Canada’s red hot housing market is in overdrive as housing affordability sinks — it sounds too familiar to Americans.
The national average home price in Canada climbed to $816,720 CAN in February, hitting an all-time high according to the Canadian Real Estate Association, and 50% higher than that of the median US home price when converted to USD. The 20.6% year-over-year growth is attributed to a home buying frenzy — like that in the US — that was spurred on by record low mortgage rates in 2020.
In both the US and Canada, the problems in the housing market boil down to the simple fact that there just aren’t enough homes to house everyone who wants to buy, following years of underbuilding and investors entering the market looking to make a profit.
“Ultimately, to tame housing affordability challenges, more homes and apartments must be built,” Robert Dietz, National Association of Homebuilders chief economist, told Insider.
Although home prices showed signs of cooling in March, Canada’s tremendous lack of available housing remains a hurdle stabilizing the market. To aid the recovery, Prime Minister Justin Trudeau’s government last week announced a two year ban on home purchases by foreign investors, among other measures, in hopes of cooling demand in the oversaturated housing market.
But housing experts say the move is just not enough.
“I don’t think prices are going to fall as a result, though I do think it takes away at least some of the competition in what is the most competitive market in Canadian housing history,” Simeon Papailias, founder of real estate investment firm REC Canada told Bloomberg, adding that it’s unlikely that a “two-year band-aid” is going to have an impact on a fundamental lack of homes.
As housing affordability plummets in Canada, it’s impossible to ignore the similarities to the US real estate market. Whatever side of the border you’re on, one thing is clear — housing availability is shockingly low in Canada and the US. If more homes aren’t built to meet housing demand, the US could follow in Canada’s footsteps.

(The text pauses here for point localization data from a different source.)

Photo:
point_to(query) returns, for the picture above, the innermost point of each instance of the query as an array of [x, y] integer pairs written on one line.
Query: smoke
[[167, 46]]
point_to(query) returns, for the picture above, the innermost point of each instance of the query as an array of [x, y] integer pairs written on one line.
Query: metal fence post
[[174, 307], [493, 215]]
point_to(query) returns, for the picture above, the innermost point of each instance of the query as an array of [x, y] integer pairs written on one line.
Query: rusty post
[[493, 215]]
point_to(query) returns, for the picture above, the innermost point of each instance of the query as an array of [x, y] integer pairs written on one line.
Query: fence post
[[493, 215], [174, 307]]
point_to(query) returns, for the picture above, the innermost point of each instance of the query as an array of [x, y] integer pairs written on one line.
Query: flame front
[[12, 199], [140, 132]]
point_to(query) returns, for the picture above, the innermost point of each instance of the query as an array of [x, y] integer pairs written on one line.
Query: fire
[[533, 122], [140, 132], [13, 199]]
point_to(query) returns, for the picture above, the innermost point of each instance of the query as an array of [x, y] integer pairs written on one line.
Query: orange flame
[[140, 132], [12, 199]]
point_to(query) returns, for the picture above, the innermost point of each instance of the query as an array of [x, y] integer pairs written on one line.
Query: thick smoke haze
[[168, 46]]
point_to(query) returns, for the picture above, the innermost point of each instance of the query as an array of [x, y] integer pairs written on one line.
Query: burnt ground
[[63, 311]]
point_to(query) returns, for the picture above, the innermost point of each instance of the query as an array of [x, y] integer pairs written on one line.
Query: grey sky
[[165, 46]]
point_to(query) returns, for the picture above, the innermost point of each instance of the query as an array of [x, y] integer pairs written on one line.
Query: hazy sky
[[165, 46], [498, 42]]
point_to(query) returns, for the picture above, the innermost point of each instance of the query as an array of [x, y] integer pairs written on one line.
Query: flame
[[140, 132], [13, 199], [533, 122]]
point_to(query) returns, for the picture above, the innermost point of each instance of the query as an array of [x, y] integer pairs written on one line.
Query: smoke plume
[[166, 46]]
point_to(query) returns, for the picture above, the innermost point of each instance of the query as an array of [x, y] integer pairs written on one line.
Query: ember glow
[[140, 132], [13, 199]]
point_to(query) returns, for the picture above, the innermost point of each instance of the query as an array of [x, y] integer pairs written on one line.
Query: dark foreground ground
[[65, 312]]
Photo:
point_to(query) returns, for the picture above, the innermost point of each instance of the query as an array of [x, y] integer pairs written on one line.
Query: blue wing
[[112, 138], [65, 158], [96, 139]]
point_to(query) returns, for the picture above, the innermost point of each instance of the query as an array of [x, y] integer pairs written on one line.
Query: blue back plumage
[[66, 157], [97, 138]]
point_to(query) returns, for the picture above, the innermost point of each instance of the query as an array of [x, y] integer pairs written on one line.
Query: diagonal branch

Canada’s housing bubble could be the future of the US real estate market
Canada may have the lowest average number of homes available
per capita – but America isn’t doing too hot either.
According to HUD and the US Census Bureau, housing starts — the number of privately owned new houses on which construction has been started in the US — increased 6.8% in February. However, the NAHB estimates there are still 152,000 single-family units that have yet to begin construction. This is up 24.6% from a year ago and marks a four-month high of delayed starts.
Dietz said that’s helping. “However, the availability of materials, lumber, labor and lots remain key headwinds, with access to labor in particular likely to become more challenging in 2022,” he said.
Employment has also been a huge challenge for the US homebuilding sector, which has experienced some of the worst job losses of the pandemic. Between December 2019 and December 2020, the field lost nearly 441,000 jobs. Although the construction employment rate is up 5.15% since Feb 2020, job losses have been damning.
According to the Home Builders Institute, 2.2 million new workers are needed within the next three years to meet housing demand. Until employment improves, the NAHB estimates the US real estate market lacks at least one million single-family homes.
While there are notable differences between the US and Canadian real estate market, the lack of available home for sale has prompted experts to discuss a possible bubble in the US market as well. As affordability plunges in Canada, it stands as a reminder of how inventory can offset a real estate market. With US housing supply remaining near four-decade lows and home prices surging to $405,000 in March, America may not be too far behind its northern neighbor.
The solution for both countries, Dietz said, is simple in theory, but harder in practice:
“The key to improving housing affordability is increasing inventory.”